Wednesday 6 September 2017

Watch Duterte: Marcoses not asking for immunity in exchange for returning wealth



President Rodrigo Duterte said the Marcos family did not ask for immunity from suit in exchange for returning their wealth to the government.

"They did not ask any immunity," Duterte told reporters on Tuesday night. "And I could not guarantee it also. I know that I'm not the proper authority to do that."

The President's statement came after he had said the kin of the late dictator Ferdinand Marcos was "ready to return" their wealth, possibly through a settlement.



"I accept the explanation because there is no other explanation," he said in Davao City on Saturday night. "I do not know anything. I cannot debate with them. So sinabi ko [I said], I accept the invitation na [that] it's about time that this thing is finally settled."

However, the President reiterated on Tuesday that Congress must pass a law for the turnover to happen.

"It's a long process," he said. "It does not belong to me. It was just a signal from the Marcoses they will bring back what the people are believing to be theirs."



Duterte added that the wealth that the Marcoses plan to return is different from what the Presidential Commission on Good Government (PCGG), the government agency tasked with recovering the billions of pesos plundered by the late dictator Ferdinand Marcos, has been trying to retrieve.

According to the World Bank-UN Office on Drugs and Crime's Stolen Asset Recovery Initiative, former President Marcos started amassing ill-gotten wealth from the government on his first year in office in 1965.

He was ousted by a popular revolt in 1986 amid allegations of corruption and human rights violations. He died in exile in Honolulu, Hawaii in 1989.

The study revealed Marcos siphoned an estimated $5-billion to $10-billion in his 21-year regime.

The PCGG has recovered over ₱170 billion (US$3 billion) between February 1986 and December 2015.

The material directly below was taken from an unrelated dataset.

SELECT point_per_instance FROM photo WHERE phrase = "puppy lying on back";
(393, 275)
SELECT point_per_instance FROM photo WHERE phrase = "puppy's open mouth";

Meanwhile, victims of human rights violations during the martial law era started receiving compensation in May 2017.



Republic Act 10368 or the Human Rights Victims Reparation and Recognition Act of 2013 grants monetary and non-monetary reparation to human rights victims.

The government has allotted ₱10 billion for the reparation of the victims, which came from the ill-gotten wealth of the Marcos family transferred to the Philippine government by the Swiss Federal Court in December 1997.

Deal or no deal?

Although Duterte said he will not advise the Marcoses anything, he said it doesn't make sense for them to return the wealth and end up in jail.

"If I were the Marcoses, kung isauli ko lang naman 'yan, sabihin ko sa kanila, "Maghingi kayo ng immunity,"" he said. "Otherwise, keep the God d*** money at baka makukulong ka pa. Bigyan mo ng immunity, fine. Hindi mo bigyan ng immunity, fine. But walang perang isauli 'yan. Then you'll have to look to the ends of the earth to get them."

[Translation: If I were the Marcoses, if I would return that wealth, I would advise them, "Ask for immunity." Otherwise, keep the God d**n money because you might go to jail. If you give them immunity, fine. If you don't give them immunity, fine. But they might not return any money. Then you'll have to look to the ends of the earth to get them.]

However, victims of the martial law regime said there should be no compromise with the Marcoses.

"Ano ba namang klaseng pamahalaan ito, na pababayaan natin si Mr. Marcos — I mean the Marcos estate, yung pamilya — na magpasya kung a few gold bars ang isasauli nila at saka mag-usap-usap na lamang tayo?," former Commission on Human Rights chair Etta Rosales said in a Monday forum.

[Translation: What kind of government is this that would let Mr. Marcos - I mean the Marcos estate, the family - to decide to return just a few gold bars and then just talk it out among ourselves?]

At the same forum, former Sen. Aquilino Pimentel Jr. said no conversation can settle the matter.

"The return of a few gold bars will not compensate for all [human rights abuses under the Marcos regime] but there is a need to bring closure; it cannot be done with mere conversation," said former Sen. Aquilino Pimentel in a Tuesday forum. "A process must be followed."

Rosales and Pimentel were both victims of the martial law regime.

Rosales was an activist who endured rape and torture in the hands of the military for being a Marcos critic, while Pimentel was a politician-on-the-rise who saw jail three times for opposing the dictatorship.